# For those planning to travel Timmelsjoch coming from / to Italy (closed )



## jmh (Dec 20, 2002)

Hi,

if your plans include driving across Jaufenpass/Timmelsjoch you may want to look
for an alternate route for the time being as Timmelsjoch is closed indefinitely from the
Italian side due to stones/rocks falling from the ceiling in one of the tunnels :

http://mobileapps.tt.com/panorama/v...ochstraße-wegen-materialabbruchs-gesperrt.csp

ADAC Alp Pass Info 










I just drove across it yesterday afternoon

- Jan


----------



## SD ///M4 (Jan 24, 2011)

Holy crap! So fortunate that you weren't in the tunnel at the time!

This directly affects our plans! We were planning on driving from Schwangau to Lake Como via Timmelsjoch and Murano. Our Euro Delivery is on July 18. 

In May 2016 our group delivery (#CentennialMTour) route had us going from Schwangau over Timmelsjoch, our first pass, to get to Merano, our first overnight stop once we left Munich.
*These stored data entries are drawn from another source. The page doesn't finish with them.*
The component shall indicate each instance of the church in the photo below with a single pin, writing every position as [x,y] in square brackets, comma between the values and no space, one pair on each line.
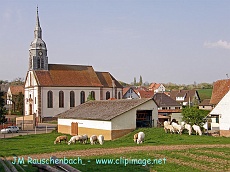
[51,89]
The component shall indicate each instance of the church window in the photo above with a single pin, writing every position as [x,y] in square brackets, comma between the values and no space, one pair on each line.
[61,99]
[119,95]
[107,95]
[39,63]
[82,97]
[72,99]
[42,63]
[93,95]
[50,99]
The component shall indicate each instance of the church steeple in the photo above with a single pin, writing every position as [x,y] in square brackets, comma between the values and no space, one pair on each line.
[38,29]
[38,52]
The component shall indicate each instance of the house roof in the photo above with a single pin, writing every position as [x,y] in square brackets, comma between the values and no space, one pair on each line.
[16,89]
[154,86]
[205,102]
[163,100]
[74,75]
[220,88]
[184,93]
[102,109]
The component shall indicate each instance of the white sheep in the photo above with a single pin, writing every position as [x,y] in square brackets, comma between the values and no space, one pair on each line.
[139,137]
[167,127]
[101,139]
[84,138]
[74,139]
[93,139]
[197,129]
[187,127]
[177,127]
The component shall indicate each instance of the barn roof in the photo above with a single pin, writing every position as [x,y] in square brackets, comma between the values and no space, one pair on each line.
[163,100]
[220,88]
[102,109]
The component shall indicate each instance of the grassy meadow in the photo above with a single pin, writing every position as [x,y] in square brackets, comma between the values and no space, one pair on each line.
[193,159]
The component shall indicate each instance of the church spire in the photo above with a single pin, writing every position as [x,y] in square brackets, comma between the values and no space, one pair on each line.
[38,29]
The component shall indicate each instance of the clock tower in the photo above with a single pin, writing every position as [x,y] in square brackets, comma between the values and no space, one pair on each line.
[38,52]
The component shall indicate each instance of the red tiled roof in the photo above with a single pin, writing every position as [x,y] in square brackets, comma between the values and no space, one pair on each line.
[16,89]
[146,94]
[220,88]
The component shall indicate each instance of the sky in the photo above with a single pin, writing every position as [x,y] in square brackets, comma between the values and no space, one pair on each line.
[163,41]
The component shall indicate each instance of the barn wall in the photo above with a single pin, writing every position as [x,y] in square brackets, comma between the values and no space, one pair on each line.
[225,133]
[119,133]
[64,129]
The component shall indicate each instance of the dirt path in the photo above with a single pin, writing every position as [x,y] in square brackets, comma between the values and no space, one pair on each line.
[120,150]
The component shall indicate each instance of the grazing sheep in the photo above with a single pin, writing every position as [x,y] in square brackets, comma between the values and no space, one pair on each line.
[167,127]
[60,138]
[177,127]
[187,127]
[84,138]
[101,139]
[197,129]
[74,139]
[93,139]
[139,137]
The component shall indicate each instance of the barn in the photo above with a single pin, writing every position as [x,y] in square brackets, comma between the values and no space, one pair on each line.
[111,118]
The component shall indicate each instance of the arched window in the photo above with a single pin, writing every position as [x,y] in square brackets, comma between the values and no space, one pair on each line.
[72,99]
[107,95]
[119,95]
[50,99]
[93,95]
[61,99]
[82,100]
[42,63]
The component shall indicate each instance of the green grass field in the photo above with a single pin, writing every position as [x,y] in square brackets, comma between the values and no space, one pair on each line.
[199,159]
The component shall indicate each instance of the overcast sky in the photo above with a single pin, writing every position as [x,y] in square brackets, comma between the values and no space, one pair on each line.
[163,41]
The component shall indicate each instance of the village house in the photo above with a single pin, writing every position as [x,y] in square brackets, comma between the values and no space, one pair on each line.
[111,118]
[218,119]
[51,89]
[168,109]
[186,97]
[157,87]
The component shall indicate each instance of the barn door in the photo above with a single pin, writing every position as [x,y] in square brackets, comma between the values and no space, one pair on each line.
[74,128]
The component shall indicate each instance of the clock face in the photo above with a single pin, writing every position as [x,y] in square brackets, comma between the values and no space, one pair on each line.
[40,53]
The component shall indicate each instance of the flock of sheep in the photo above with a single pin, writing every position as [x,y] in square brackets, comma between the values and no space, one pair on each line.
[80,138]
[176,128]
[138,138]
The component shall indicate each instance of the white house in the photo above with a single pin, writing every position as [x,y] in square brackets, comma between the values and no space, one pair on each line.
[222,115]
[111,118]
[51,89]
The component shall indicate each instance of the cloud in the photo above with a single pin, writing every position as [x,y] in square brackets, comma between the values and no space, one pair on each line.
[218,44]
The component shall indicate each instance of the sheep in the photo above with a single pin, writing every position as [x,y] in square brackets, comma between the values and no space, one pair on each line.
[187,127]
[177,127]
[74,139]
[139,137]
[93,139]
[167,127]
[84,138]
[197,129]
[60,138]
[101,139]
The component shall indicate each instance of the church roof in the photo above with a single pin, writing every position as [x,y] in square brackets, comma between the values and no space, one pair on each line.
[102,109]
[73,75]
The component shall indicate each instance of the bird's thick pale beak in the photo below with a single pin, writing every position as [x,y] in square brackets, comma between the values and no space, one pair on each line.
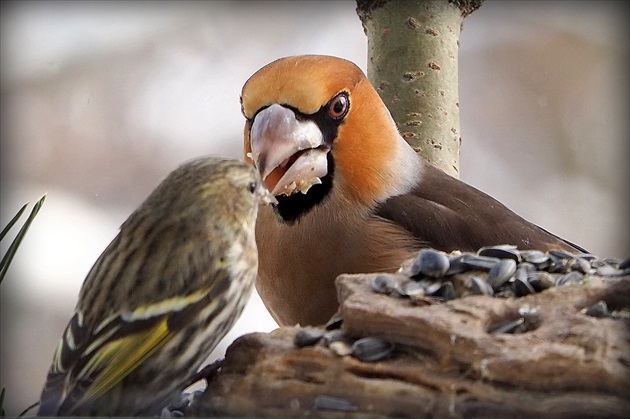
[290,154]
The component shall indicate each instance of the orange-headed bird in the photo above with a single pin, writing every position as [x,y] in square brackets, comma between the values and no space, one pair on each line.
[352,195]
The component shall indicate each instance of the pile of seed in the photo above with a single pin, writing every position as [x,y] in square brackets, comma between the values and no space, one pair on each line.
[368,349]
[500,271]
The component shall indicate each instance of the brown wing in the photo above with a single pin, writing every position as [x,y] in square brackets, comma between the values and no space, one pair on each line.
[447,214]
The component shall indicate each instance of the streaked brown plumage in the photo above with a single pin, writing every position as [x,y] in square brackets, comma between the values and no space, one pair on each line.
[363,200]
[161,295]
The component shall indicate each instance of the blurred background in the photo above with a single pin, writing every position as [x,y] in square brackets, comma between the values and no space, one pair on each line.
[100,100]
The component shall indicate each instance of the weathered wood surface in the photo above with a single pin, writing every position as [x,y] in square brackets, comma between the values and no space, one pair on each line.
[446,363]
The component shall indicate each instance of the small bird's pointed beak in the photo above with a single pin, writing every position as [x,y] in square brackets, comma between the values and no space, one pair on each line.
[265,197]
[290,154]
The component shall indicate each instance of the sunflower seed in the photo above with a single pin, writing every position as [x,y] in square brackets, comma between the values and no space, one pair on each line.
[334,323]
[534,256]
[500,273]
[413,289]
[607,270]
[371,349]
[432,288]
[522,288]
[507,326]
[456,264]
[599,309]
[540,281]
[340,347]
[334,336]
[430,263]
[571,278]
[323,402]
[307,336]
[383,284]
[580,265]
[480,287]
[502,251]
[560,254]
[483,263]
[446,291]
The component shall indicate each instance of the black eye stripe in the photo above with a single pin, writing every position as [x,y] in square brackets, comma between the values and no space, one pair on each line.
[338,106]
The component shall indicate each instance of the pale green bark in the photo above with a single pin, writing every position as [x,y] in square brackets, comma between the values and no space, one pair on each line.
[412,62]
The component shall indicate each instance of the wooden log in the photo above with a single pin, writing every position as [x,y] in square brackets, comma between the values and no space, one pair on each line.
[447,362]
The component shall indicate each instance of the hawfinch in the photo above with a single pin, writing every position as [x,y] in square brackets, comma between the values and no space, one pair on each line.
[353,196]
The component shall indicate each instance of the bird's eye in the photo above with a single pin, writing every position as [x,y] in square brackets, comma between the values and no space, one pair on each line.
[338,106]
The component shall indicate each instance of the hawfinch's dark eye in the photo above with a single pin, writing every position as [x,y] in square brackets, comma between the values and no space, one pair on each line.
[338,106]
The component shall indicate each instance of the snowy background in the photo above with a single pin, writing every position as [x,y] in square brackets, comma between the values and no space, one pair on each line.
[101,100]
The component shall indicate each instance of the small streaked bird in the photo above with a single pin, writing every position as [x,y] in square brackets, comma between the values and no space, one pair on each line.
[162,294]
[353,196]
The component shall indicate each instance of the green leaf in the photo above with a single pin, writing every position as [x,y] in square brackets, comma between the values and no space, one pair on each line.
[13,221]
[8,257]
[4,390]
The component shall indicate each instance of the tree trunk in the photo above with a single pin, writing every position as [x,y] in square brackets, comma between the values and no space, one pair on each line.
[413,48]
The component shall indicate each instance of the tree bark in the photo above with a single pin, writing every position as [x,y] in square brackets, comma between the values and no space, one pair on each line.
[412,62]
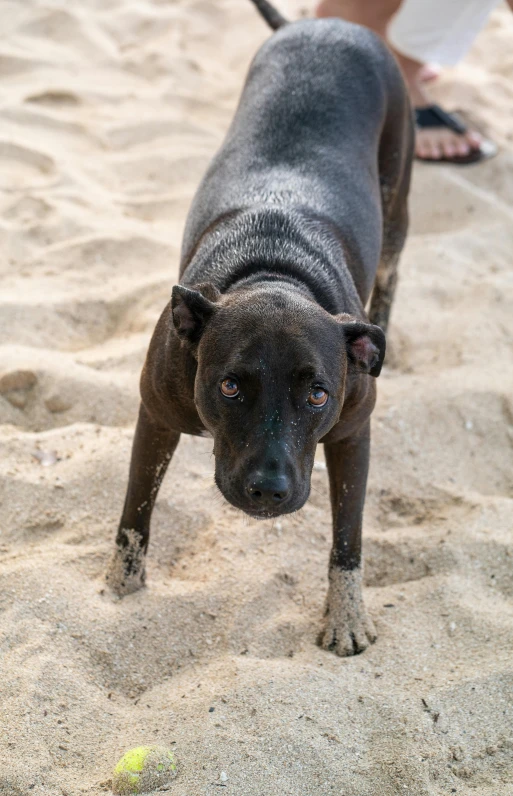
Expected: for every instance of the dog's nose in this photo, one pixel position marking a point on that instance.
(268, 491)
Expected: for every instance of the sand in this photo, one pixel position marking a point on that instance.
(110, 112)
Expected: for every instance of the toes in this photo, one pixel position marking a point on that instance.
(347, 643)
(122, 576)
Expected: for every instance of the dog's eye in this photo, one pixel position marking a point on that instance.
(317, 397)
(230, 388)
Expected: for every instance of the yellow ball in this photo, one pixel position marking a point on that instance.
(143, 769)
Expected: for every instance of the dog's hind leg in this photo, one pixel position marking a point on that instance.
(386, 276)
(395, 159)
(152, 450)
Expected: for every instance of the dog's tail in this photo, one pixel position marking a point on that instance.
(273, 17)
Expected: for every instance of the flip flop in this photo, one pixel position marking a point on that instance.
(435, 116)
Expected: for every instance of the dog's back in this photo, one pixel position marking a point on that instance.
(307, 131)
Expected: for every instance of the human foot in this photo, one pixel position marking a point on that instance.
(440, 136)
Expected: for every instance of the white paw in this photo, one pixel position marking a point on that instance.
(347, 629)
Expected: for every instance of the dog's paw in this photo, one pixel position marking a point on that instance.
(126, 571)
(348, 630)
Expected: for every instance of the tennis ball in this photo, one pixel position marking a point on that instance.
(143, 769)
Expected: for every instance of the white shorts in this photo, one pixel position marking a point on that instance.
(438, 31)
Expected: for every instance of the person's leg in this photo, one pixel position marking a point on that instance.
(373, 14)
(420, 32)
(424, 31)
(433, 143)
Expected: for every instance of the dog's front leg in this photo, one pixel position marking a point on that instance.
(152, 450)
(347, 628)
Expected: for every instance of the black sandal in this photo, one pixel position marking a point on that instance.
(435, 116)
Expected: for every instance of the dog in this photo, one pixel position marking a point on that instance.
(265, 344)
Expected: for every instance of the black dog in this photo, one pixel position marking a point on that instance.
(265, 344)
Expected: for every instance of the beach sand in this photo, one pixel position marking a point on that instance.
(110, 112)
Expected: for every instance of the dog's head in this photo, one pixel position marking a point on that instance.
(273, 368)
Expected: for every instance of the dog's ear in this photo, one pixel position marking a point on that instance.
(365, 345)
(192, 308)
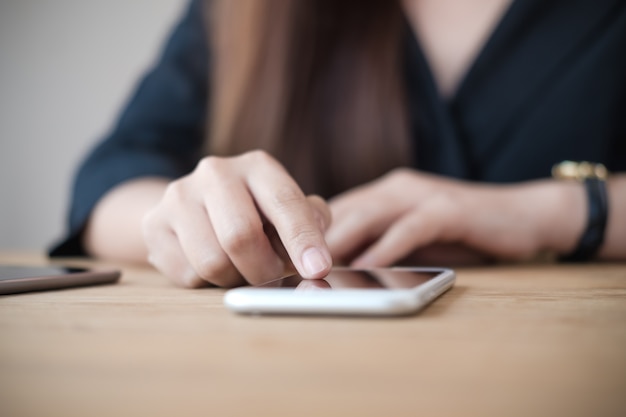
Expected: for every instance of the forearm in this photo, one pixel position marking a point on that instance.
(114, 228)
(614, 246)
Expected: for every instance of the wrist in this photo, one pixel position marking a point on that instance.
(565, 215)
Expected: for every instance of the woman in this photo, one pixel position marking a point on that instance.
(428, 127)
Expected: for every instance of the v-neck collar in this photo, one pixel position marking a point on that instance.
(458, 135)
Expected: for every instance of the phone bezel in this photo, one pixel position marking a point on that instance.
(65, 277)
(358, 301)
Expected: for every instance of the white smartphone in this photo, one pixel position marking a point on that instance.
(20, 278)
(345, 291)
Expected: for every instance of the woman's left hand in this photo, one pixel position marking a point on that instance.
(407, 212)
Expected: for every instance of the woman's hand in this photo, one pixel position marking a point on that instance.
(237, 220)
(410, 214)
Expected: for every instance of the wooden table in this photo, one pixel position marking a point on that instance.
(533, 340)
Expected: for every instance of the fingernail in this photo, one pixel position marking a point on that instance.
(314, 262)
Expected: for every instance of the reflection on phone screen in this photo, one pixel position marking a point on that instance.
(346, 278)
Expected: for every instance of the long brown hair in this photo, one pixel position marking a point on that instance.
(316, 83)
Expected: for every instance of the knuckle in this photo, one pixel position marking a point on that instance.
(212, 268)
(258, 156)
(302, 235)
(208, 165)
(286, 196)
(241, 236)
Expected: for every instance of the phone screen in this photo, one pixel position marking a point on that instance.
(19, 272)
(18, 278)
(340, 278)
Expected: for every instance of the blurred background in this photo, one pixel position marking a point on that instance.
(66, 68)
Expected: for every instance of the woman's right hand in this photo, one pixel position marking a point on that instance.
(234, 221)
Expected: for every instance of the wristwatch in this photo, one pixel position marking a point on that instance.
(594, 177)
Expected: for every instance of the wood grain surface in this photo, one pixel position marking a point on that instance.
(517, 340)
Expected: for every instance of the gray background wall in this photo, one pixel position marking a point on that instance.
(66, 67)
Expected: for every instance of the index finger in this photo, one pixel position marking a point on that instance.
(284, 205)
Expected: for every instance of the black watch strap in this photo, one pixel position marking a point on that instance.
(598, 211)
(594, 178)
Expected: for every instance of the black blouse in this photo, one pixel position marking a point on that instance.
(549, 85)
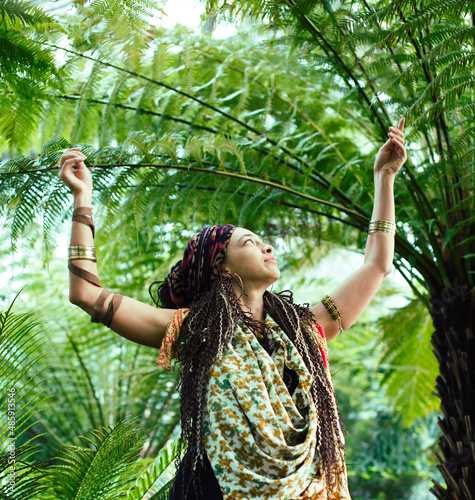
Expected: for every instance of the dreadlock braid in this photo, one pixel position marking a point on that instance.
(289, 316)
(208, 328)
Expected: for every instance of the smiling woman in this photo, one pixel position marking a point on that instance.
(259, 417)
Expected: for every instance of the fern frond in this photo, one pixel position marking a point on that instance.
(103, 470)
(409, 367)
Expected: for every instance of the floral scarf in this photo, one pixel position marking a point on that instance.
(260, 440)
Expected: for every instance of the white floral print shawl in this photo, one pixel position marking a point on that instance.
(260, 440)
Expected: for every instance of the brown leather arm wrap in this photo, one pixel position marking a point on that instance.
(85, 275)
(83, 215)
(105, 317)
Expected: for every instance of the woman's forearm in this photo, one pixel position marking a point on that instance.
(81, 292)
(380, 246)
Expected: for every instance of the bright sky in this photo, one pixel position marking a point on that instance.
(188, 13)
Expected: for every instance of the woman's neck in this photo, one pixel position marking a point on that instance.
(253, 301)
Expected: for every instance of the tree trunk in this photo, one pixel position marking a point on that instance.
(453, 314)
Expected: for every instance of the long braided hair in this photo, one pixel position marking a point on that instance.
(208, 328)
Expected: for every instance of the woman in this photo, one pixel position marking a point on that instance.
(258, 416)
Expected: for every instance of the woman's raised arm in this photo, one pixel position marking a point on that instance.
(352, 296)
(132, 319)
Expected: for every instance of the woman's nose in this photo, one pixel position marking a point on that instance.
(267, 249)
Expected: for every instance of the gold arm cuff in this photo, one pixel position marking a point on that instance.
(85, 257)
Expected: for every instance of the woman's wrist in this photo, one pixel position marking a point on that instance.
(82, 200)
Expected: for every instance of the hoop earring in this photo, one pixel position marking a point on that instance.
(241, 284)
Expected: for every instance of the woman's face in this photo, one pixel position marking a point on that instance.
(250, 258)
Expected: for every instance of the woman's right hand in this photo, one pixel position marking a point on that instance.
(79, 181)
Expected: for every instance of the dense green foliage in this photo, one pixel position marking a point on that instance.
(274, 129)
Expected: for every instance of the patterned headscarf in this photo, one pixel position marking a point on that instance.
(200, 265)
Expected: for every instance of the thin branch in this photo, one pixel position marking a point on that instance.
(325, 182)
(329, 48)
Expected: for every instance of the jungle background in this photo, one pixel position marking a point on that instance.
(273, 127)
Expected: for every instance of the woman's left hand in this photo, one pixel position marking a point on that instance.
(392, 154)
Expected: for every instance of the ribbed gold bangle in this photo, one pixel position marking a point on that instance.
(85, 257)
(382, 226)
(81, 249)
(82, 252)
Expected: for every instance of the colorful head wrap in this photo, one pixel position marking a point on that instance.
(200, 265)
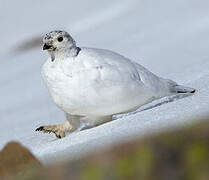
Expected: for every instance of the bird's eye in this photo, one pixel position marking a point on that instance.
(60, 39)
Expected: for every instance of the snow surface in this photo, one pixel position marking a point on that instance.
(170, 38)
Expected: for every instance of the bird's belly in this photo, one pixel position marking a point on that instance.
(79, 100)
(81, 96)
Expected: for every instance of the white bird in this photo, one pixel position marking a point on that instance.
(90, 85)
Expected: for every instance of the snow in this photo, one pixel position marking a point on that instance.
(170, 38)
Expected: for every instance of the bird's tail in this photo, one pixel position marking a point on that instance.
(183, 89)
(176, 88)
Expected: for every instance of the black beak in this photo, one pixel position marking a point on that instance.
(46, 47)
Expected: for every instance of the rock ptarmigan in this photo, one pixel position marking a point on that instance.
(90, 85)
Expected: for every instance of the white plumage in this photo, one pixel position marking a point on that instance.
(94, 84)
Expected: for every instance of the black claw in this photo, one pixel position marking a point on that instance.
(193, 91)
(40, 128)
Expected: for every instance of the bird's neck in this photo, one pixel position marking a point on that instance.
(65, 53)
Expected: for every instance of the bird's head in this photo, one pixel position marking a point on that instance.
(56, 41)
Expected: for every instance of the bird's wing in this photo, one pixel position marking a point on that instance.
(103, 66)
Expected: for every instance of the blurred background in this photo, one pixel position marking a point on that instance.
(170, 38)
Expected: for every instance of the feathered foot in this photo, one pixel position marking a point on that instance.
(59, 130)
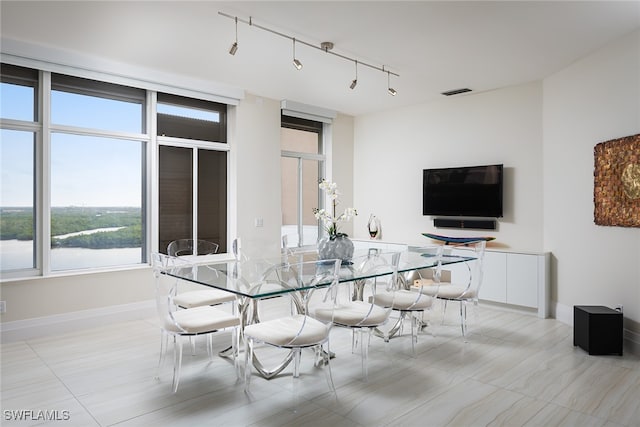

Unfortunately, Timmelsjoch was still closed on the Italian side, although most of us didn't find that out until we had driven all the way to the summit on the Austrian side. It was a long drive back down via Landeck.

Since we're coming from Schwangau again on this trip and headed for Lake Como, we thought that we'd take the same route to Merano and then do Stelvio pass to Lake Como. I guess that we may have to take the Landeck route again.

I'll keep an eye on the closure. We have a few nights in Germany after our delivery, including 4 nights in Heidelberg for the German Grand Prix. We planned to drive this route on Wednesday, July 25. If we're lucky, it may be open again by then.

Thanks for the info!


----------



## jmh (Dec 20, 2002)

You should be fine for your delivery date
They are planning to re-open this weekend as it's peak travel season (summer vacation starts in many European countries) 
Just make sure you are wearing your helmet


----------



## SD ///M4 (Jan 24, 2011)

Yeah, I checked this morning and it looks like they're planing on having it open on July 6 at 07:00. Let's hope they do a good job!


----------



## jmh (Dec 20, 2002)

Looks like the plan n is to re-open the tunnel and approach from the South Tyrol side on July 6th @7am local time


----------



## SD ///M4 (Jan 24, 2011)

From the ADAC site today (translation by Google Translate):

Tourists in Tyrol can now drive over the Timmelsjoch again. The pass road, which has been closed since Monday, 2 July, was reopened for traffic on Friday, 6 July. Reason for the lock was damage on the Italian side in the last tunnel before the pass. From the ceiling had loosened loose material and had fallen on the road.​


----------